The decision comes as more than 100 Queensland schools – including 68 state schools – were scheduled to participate in the 2017 NAPLAN online trial in May.
In a statement ahead of the Education Ministerial Council meeting in Hobart on Friday, Jones said the Department had identified flaws with display settings in the online testing platform, which may be confusing for students.
“I simply cannot commit to a system that might disadvantage our students. We need to be 100 per cent certain that the online tests are good to go,” Jones said.
“We need to be sure that the system is fully ready so parents and teachers don’t lose faith in the program overall.”

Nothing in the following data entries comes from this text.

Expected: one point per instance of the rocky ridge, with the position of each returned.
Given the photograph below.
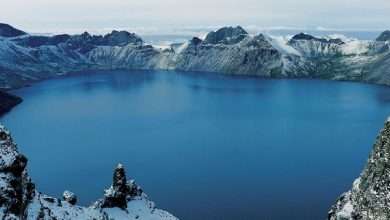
(230, 50)
(19, 198)
(369, 198)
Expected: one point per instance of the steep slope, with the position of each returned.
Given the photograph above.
(229, 50)
(369, 197)
(19, 198)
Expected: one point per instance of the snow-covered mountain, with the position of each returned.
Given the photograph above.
(369, 197)
(26, 58)
(19, 198)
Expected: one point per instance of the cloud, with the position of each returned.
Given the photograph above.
(41, 15)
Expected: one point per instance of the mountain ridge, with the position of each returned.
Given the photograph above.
(228, 50)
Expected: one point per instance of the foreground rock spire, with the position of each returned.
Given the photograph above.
(20, 200)
(369, 198)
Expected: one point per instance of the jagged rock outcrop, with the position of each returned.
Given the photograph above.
(369, 198)
(7, 102)
(312, 46)
(238, 54)
(19, 198)
(69, 197)
(226, 35)
(229, 50)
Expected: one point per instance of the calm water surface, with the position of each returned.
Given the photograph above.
(202, 146)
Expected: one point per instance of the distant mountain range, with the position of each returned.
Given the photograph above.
(26, 58)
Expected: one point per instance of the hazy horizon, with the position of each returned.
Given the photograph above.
(152, 16)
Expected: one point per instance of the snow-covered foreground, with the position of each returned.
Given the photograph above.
(19, 198)
(369, 198)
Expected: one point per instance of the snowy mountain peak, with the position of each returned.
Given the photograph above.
(226, 35)
(384, 36)
(308, 37)
(7, 30)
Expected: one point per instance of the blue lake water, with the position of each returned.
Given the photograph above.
(202, 146)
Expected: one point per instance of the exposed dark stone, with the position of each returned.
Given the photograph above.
(303, 36)
(369, 197)
(195, 41)
(121, 190)
(37, 41)
(70, 197)
(226, 35)
(384, 36)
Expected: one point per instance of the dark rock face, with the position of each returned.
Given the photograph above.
(19, 200)
(7, 102)
(37, 41)
(16, 187)
(86, 42)
(120, 38)
(226, 35)
(384, 36)
(121, 191)
(69, 197)
(369, 197)
(7, 30)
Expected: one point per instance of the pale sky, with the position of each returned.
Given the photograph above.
(65, 15)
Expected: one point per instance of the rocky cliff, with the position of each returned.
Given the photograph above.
(20, 199)
(369, 198)
(27, 58)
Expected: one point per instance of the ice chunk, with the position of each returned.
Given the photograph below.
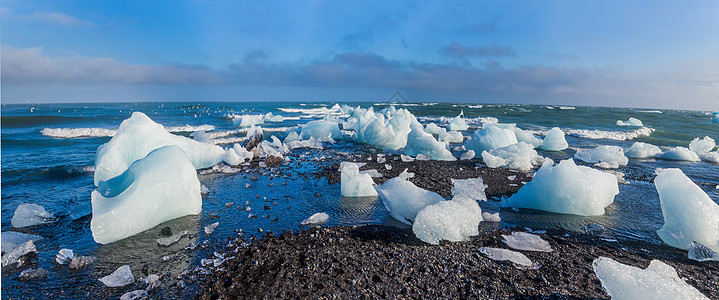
(554, 140)
(490, 138)
(527, 241)
(679, 153)
(520, 156)
(567, 188)
(318, 218)
(642, 150)
(472, 188)
(121, 277)
(158, 188)
(420, 142)
(354, 184)
(631, 122)
(13, 256)
(454, 221)
(403, 199)
(458, 123)
(64, 256)
(689, 214)
(701, 146)
(519, 259)
(30, 215)
(137, 137)
(658, 281)
(11, 239)
(612, 155)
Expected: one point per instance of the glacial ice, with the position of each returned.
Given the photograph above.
(701, 146)
(554, 140)
(121, 277)
(566, 188)
(354, 184)
(631, 122)
(527, 241)
(421, 142)
(657, 281)
(12, 239)
(27, 214)
(520, 156)
(138, 136)
(679, 153)
(689, 214)
(158, 188)
(403, 199)
(489, 138)
(612, 155)
(454, 221)
(642, 150)
(520, 260)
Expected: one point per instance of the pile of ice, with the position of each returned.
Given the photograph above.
(642, 150)
(138, 136)
(606, 157)
(403, 199)
(27, 214)
(354, 184)
(154, 189)
(520, 156)
(566, 188)
(554, 140)
(631, 122)
(689, 214)
(657, 281)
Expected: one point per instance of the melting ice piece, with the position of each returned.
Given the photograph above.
(30, 215)
(158, 188)
(137, 137)
(527, 241)
(121, 277)
(472, 188)
(318, 218)
(554, 140)
(612, 155)
(11, 239)
(520, 260)
(403, 199)
(631, 122)
(489, 138)
(658, 281)
(420, 142)
(354, 184)
(520, 156)
(689, 214)
(567, 188)
(454, 221)
(642, 150)
(701, 146)
(679, 153)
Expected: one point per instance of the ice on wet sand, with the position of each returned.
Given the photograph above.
(657, 281)
(158, 188)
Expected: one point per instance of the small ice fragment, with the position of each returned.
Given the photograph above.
(520, 260)
(527, 241)
(658, 281)
(121, 277)
(64, 256)
(317, 218)
(209, 229)
(31, 214)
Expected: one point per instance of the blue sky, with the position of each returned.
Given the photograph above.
(662, 54)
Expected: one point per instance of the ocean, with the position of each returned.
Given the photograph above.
(48, 153)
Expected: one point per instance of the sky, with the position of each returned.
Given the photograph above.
(649, 54)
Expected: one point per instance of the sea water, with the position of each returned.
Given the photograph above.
(48, 153)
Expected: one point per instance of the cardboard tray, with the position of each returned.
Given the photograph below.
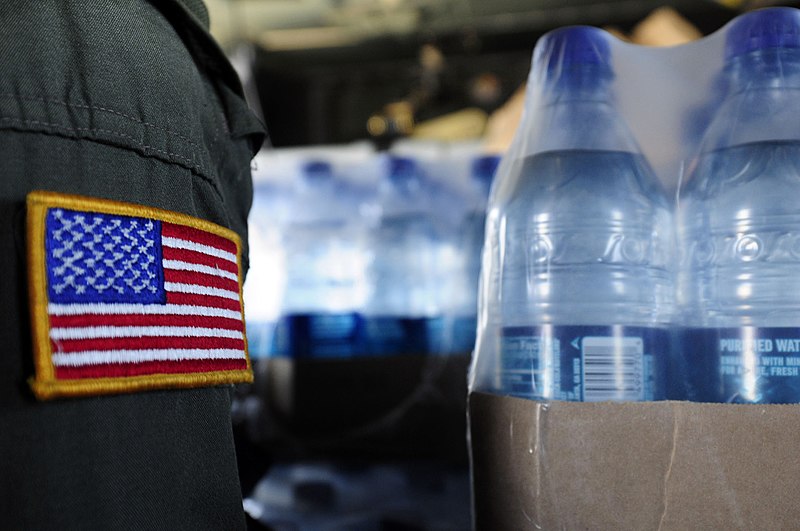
(637, 466)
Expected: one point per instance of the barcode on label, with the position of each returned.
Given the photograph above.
(612, 369)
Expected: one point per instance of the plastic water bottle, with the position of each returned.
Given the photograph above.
(266, 280)
(326, 283)
(473, 227)
(740, 219)
(404, 251)
(581, 242)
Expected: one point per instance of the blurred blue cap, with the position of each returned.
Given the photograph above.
(483, 168)
(777, 27)
(317, 170)
(577, 46)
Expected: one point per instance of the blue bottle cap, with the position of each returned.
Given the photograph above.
(777, 27)
(402, 169)
(317, 171)
(577, 46)
(483, 169)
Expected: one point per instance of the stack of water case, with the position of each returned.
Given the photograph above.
(359, 314)
(638, 356)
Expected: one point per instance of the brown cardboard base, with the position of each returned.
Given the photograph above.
(637, 466)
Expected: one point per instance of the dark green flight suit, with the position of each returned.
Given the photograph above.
(130, 101)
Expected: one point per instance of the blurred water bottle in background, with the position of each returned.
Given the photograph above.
(740, 224)
(326, 262)
(403, 246)
(580, 232)
(266, 278)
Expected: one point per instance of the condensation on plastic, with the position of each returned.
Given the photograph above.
(666, 98)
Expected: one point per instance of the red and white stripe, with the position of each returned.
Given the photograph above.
(199, 329)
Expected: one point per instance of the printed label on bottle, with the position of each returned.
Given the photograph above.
(741, 365)
(584, 363)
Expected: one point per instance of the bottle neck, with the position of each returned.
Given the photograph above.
(762, 102)
(771, 68)
(582, 117)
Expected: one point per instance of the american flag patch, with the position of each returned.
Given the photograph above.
(125, 298)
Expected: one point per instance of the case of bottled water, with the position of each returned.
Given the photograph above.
(637, 360)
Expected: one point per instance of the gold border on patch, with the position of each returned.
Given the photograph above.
(45, 384)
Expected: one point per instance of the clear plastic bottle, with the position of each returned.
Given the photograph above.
(740, 224)
(473, 228)
(579, 293)
(326, 263)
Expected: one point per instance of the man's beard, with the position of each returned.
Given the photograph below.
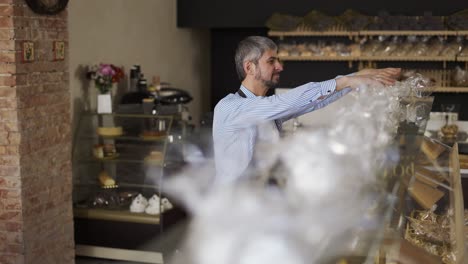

Jones added that all Queensland state school students would sit traditional paper-based tests for NAPLAN this year, to be held between 9 and 11 May.
In a further blow to the online trials, the state’s private schools also announced that they would withdraw.
Independent Schools Queensland Executive (ISQ) director, David Robertson, said 12 independent schools in Queensland were currently involved in NAPLAN Online early testing but would not take part in the formal trial.
“This decision was not made lightly by these individual independent schools. Significant work has gone into transitioning NAPLAN to an online test at both the national and state levels,” Robertson said in a statement.
“The last thing we want is for any student to be disadvantaged by the technology.”
Despite the setback, Federal Education Minister, Simon Birmingham, said technicians from Education Services Australia have indicated good progress in the online trials.
“I’m confident that any and all concerns can adequately be addressed to ensure that this is a smooth process for schools who are involved in it. We want to see the trial succeed,” Birmingham said in a statement.
“The jurisdictions who are continuing with that trial have committed to work closely with officials in terms of technological issues to make sure any and all issues are resolved to their satisfaction so the small number of schools participating in the trial can have absolute confidence that it will work and be successful this year.”